Some third-party services (Google Analytics, Google reCAPTCHA, 2Checkout) may process data outside the EU. In such cases:

  • Standard Contractual Clauses (SCCs): We use EU-approved Standard Contractual Clauses with third parties
  • Adequacy Decisions: We rely on EU Commission adequacy decisions where available
  • Additional Safeguards: Appropriate technical and organizational measures are in place

12.3 Your Consent

By using our Service, you consent to the transfer of your data to these third-party services under the safeguards described above.

13. Children's Privacy

13.1 Age Restriction

Our Service is not intended for individuals under 18 years of age or the age of majority in their jurisdiction (whichever is greater). We do not knowingly collect personal information from minors.

13.2 Parental Discovery

If you are a parent or legal guardian and believe your child has provided us with personal information without your consent, please contact us immediately at info@graphfolio.com. We will promptly delete such information from our systems.

13.3 Verification

We do not have processes to verify the age of users. We rely on users to comply with our age restrictions as stated in our Terms of Service.

14. Changes to This Privacy Policy

14.1 Right to Modify

We reserve the right to update this Privacy Policy at any time to reflect changes in our practices, legal requirements, or service features. The type of notification depends on the nature of the changes:

14.2 Minor Updates

Minor updates include corrections, clarifications, formatting improvements, and contact information changes. These updates:

  • Are effective immediately upon posting
  • Do not require advance notification
  • Will be reflected in the "Last Updated" date at the top of this document

14.3 Material Changes

Material changes include modifications to the types of data we collect, new third-party services, changes to data retention periods, changes to your rights, new data processing purposes, or other significant changes to how we handle your personal information. For material changes:

  • Email Notification: We will notify you via email to your registered email address
  • Website Notice: We will display a prominent notice on our platform
  • Advance Notice: Changes will be effective 30 days after notification
  • Renewed Consent: Where required by GDPR or other applicable law, we will obtain your renewed consent before the changes take effect

14.4 Your Rights Upon Changes

Under GDPR and applicable data protection laws, when we make material changes:

  • You have the right to object to the changes
  • You have the right to delete your account and request data deletion
  • You can withdraw consent for specific processing activities
  • Your rights remain protected throughout the transition period

14.5 Continued Use and Acceptance

Your continued use of the Service after the effective date of changes constitutes acceptance of the updated Privacy Policy, except where renewed consent is legally required.

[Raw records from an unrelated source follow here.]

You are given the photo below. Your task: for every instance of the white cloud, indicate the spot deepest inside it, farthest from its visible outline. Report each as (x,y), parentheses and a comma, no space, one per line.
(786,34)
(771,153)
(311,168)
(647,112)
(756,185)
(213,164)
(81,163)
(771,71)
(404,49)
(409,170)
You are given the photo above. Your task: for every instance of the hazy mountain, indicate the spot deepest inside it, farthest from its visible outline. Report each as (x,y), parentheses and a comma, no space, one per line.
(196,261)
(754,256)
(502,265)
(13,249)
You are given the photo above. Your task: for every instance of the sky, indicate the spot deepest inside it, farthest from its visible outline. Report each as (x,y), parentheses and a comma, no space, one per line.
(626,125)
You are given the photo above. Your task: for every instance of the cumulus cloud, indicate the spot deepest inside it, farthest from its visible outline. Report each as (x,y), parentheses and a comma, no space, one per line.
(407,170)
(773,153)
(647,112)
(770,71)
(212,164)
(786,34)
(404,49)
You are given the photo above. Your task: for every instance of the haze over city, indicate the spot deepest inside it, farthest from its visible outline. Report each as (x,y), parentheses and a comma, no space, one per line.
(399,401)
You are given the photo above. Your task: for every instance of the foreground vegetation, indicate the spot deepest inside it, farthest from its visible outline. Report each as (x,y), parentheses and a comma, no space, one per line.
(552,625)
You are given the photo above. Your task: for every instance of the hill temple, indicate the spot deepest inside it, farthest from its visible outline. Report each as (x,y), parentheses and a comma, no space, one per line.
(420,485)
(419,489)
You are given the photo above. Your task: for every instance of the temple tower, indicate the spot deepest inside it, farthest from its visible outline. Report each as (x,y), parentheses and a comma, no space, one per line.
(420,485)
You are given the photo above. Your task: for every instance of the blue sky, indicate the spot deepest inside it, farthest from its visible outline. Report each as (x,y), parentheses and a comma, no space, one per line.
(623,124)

If you do not agree with material changes, you should:

  • Stop using the Service before the effective date
  • Delete your account through your account dashboard
  • Request deletion of your personal data (your right under GDPR Article 17)

14.6 Review Responsibility

We encourage you to review this Privacy Policy periodically to stay informed about how we protect your information.

15. Contact Information

If you have questions, concerns, or requests regarding this Privacy Policy or our data practices, please contact us:

Company Name: Infoterra LLP
Email: info@graphfolio.com
Registered Address: Building 6, E 248 Street, Esil District, 010000 Astana, Kazakhstan
Tax ID (BIN): 230240009770

For privacy-related inquiries: info@graphfolio.com

We will respond to your inquiry within a reasonable timeframe, typically within one month.

By using our Service, you acknowledge that you have read, understood, and agree to this Privacy Policy.